The party was started with few resources, with few big names and with people who came from different traditions and ways of operating.
There were people from a socialist or a social democrat position and some from the Industrial Workers of the World or ‘wobblies’ and they met in the working class area of Sydney.
1920s
Some of the first members of the CPA
Jock Garden unionist, Katherine Susannah Prichard author, Christian Jollie Smith socialist lawyer,
Tom Walsh trade unionist and journalist, Adela Pankhurst suffragette and political organiser.
The photo of Payne and Earsman meeting other delegates to the Pan Pacific conference was in Shanghai in December, 1927, instead of Sydney, as the Nationalist Bruce Government denied travel visas to foreign delegates.
1930s
The Depression
Struggles against evictions
Campaign against the war in Abyssinia (Ethiopia) Against Fascism and War
Spanish Civil War
Japanese Aggression in Manchuria
Build up to the war and Ribbentrop Pact
Phony war period - War starts in 1939
The Depression
The fight against evictions
Free Speech Campaign
Against Wars - Abyssinia - Spanish Civil War - Japan’s Aggression
Spanish Civil War and the CPA
On April 4, 1931, the Provisional Government of the Republic of Spain was proclaimed to wildly enthusiastic crowds. When the new Republican Government set about the task of modernising Spain, class conflict erupted. Conservative social forces launched a military coup led by General Franco and his Nationalist movement. The rebellion was met with popular armed resistance. The civil war began in earnest.

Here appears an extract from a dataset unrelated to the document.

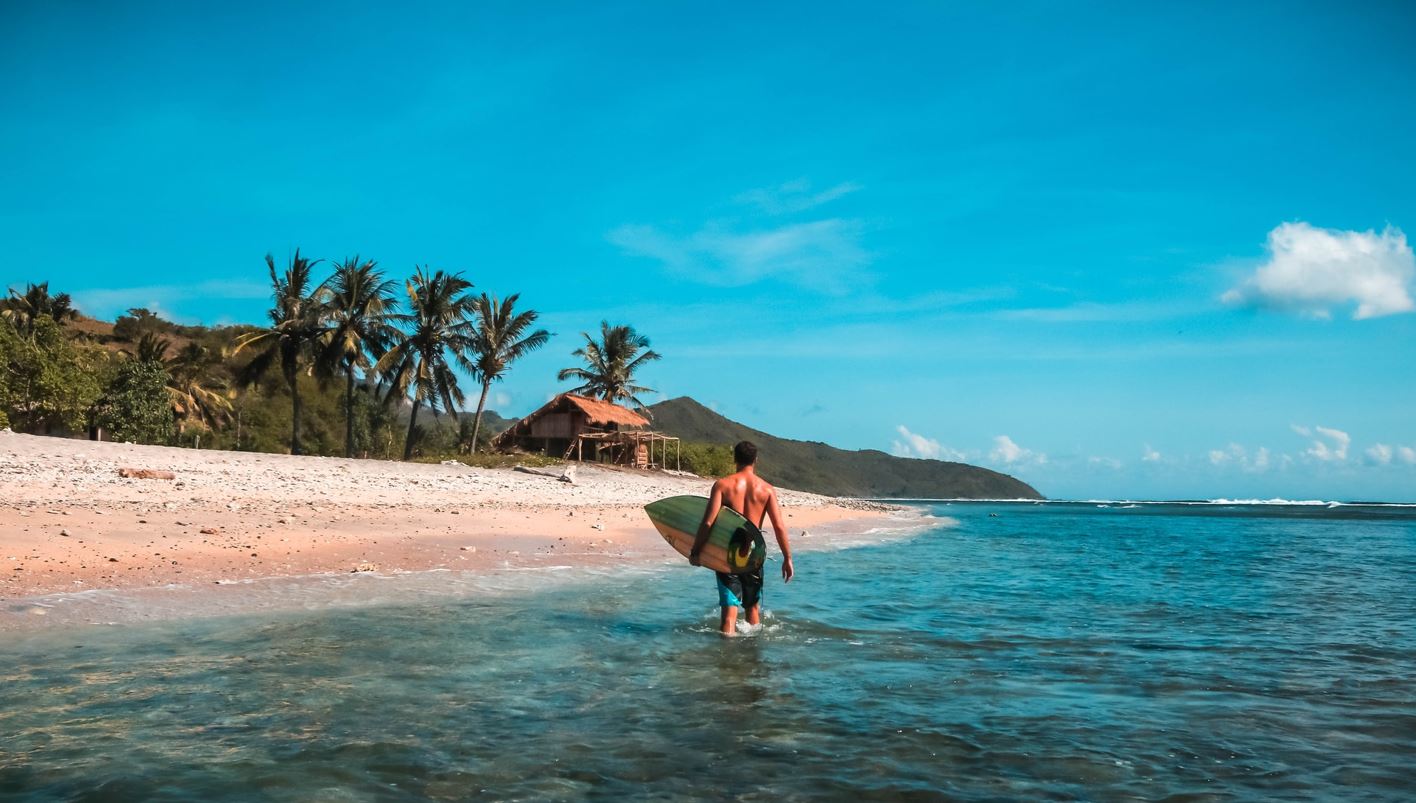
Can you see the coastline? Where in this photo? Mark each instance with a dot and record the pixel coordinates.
(75, 528)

Of 52 Australian volunteers whose occupations we know, 36 were attached to fighting groups and 16 nursed, organised, investigated or propagandised. Before they left, 27 of the 36 fighters were manual workers - seamen, shearers, a shearer's cook, a boiler maker, sugar workers and general labourers; three were Communist Party functionaries; two were unemployed; one was a writer; four were farmers; one a school teacher; and one was a poster artist. The 16 non-fighters (including 10 women) had been nurses and white collar workers: six nurses, one advertising copywriter, two students, one office worker; two had been pedlars...Of the 27 whose politics are known, 22 were communists; two described themselves as anarchists, several were liberal democrats and three were Labor supporters. (“Australians in the Spanish Civil War” by Amirah Inglis)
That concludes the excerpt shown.